API Integration & Production Features
Week 2 enhancements: REST API, caching, monitoring, and existing component integration
Overview
Week 2 adds production-ready features on top of the Week 0-1 foundation:
✅ REST API - FastAPI endpoints for all operations
✅ Multi-Level Caching - 40-60% cost reduction
✅ Query Expansion - Integrated from existing query_expansion.py
✅ Faceted Search - Integrated from existing faceted_search.py
✅ Metrics & Monitoring - Prometheus integration
Key Principle: Reuse existing components, add orchestration layer
REST API Endpoints
API Design Philosophy
RESTful Design: Resources (documents) with actions (search, summarize)
Base Path: /api/v1/documents
Endpoint 1: Upload Document
Purpose: Upload and automatically index a document
POST /api/v1/documents/upload
Content-Type: multipart/form-data
Parameters:
- file: File (required) - PDF, DOCX, XLSX, etc.

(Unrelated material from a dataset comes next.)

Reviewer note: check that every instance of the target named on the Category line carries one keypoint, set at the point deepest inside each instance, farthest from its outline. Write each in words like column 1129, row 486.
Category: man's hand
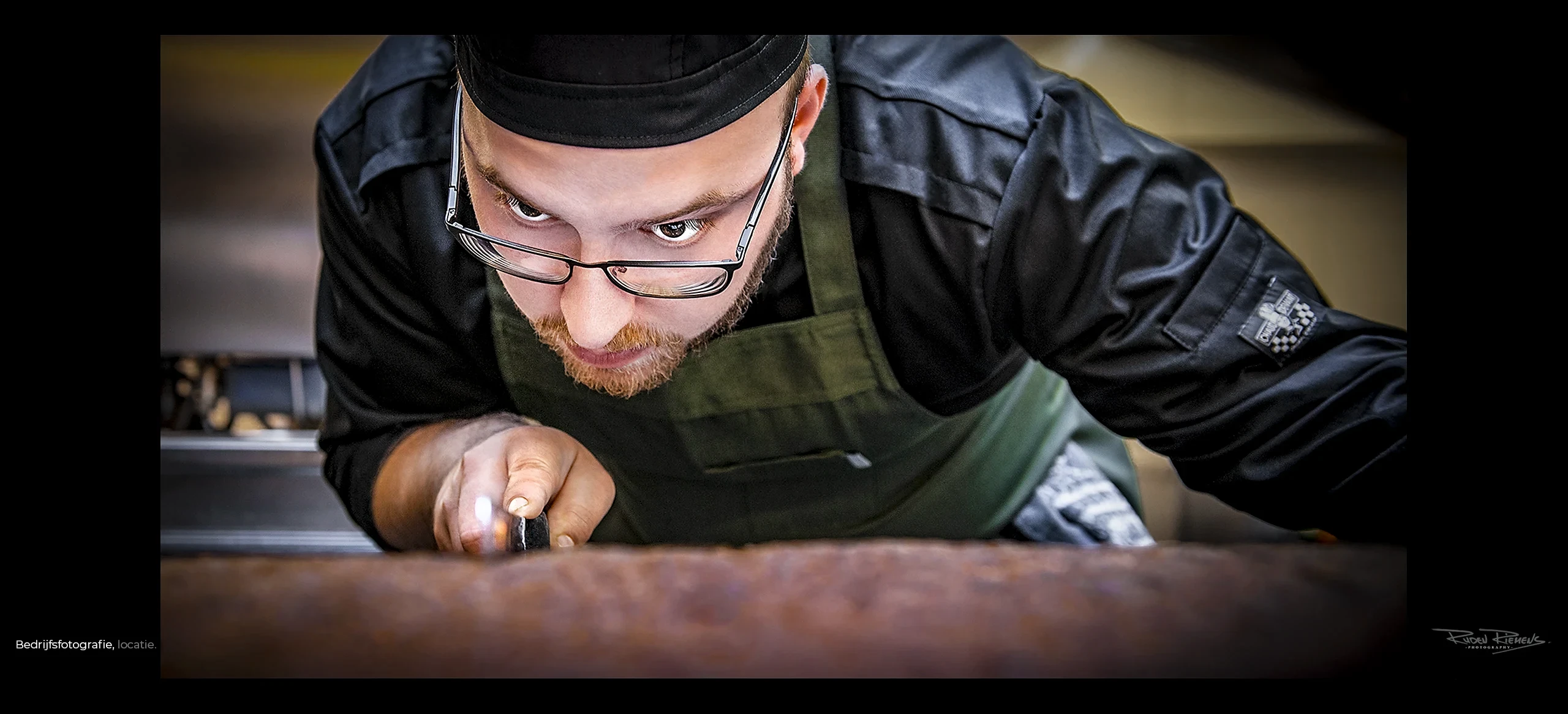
column 429, row 487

- metadata: JSON (optional) - Additional metadata
Response:
{
"document_id": "a1b2c3d4",
"filename": "report.pdf",
"format": "pdf",
"size_bytes": 2048576,
"status": "indexed",
"chunks_created": 45,
"s3_key": "documents/2025/10/a1b2c3d4/report.pdf",
"processing_time_ms": 8500
}
What Happens Behind the Scenes:
Upload → Save temp file → DocumentLoader (REUSED) →
S3 upload (NEW) → SemanticChunker (REUSED) →
Generate embeddings → VectorStore.add_documents (REUSED)
Example:
import requests
files = {'file': open('report.pdf', 'rb')}
metadata = {'category': 'finance', 'year': 2025}
response = requests.post(
'http://localhost:8000/api/v1/documents/upload',
files=files,
data={'metadata': json.dumps(metadata)}
)
print(response.json()['document_id'])
Endpoint 2: Search Documents
Purpose: Hybrid search with optional summarization
POST /api/v1/documents/search
Content-Type: application/json
Body:
{
"query": "revenue growth Q3",
"profile": "balanced",
"filters": {"category": "finance"},
"limit": 10,
"include_summary": true
}
Response:
{
"query": "revenue growth Q3",
"total_results": 45,
"results": [
{
"chunk_id": "a1b2c3d4_chunk_0",
"document_id": "a1b2c3d4",
"content": "Q3 revenue increased by 25%...",
"score": 0.89,
"metadata": {
"document_title": "Q3 Report",
"page_number": 5
}
}
],
"summary": {
"text": "Revenue grew 25% in Q3 [1]. Driven by new markets [2].",
"citations": {
"1": {"document_title": "Q3 Report", "snippet": "..."},
"2": {"document_title": "Strategy Doc", "snippet": "..."}
},
"faithfulness": 0.92,
"coverage": 0.85
},
"timing": {
"retrieval_ms": 150,
"reranking_ms": 80,
"summarization_ms": 120,
"total_ms": 350
},
"profile": "balanced",
"slo_met": true
}
What Happens:
Query → [Cache Check] → HybridRetriever (REUSED) →
CrossEncoderReranker (REUSED) → GroundedSummarizer (NEW) →
[Cache Store] → Response
Cache Hit:
- L1 cache hit: ~5ms (99% faster!)
- L2 cache hit (retrieval): ~100ms (skip retrieval, only summarize)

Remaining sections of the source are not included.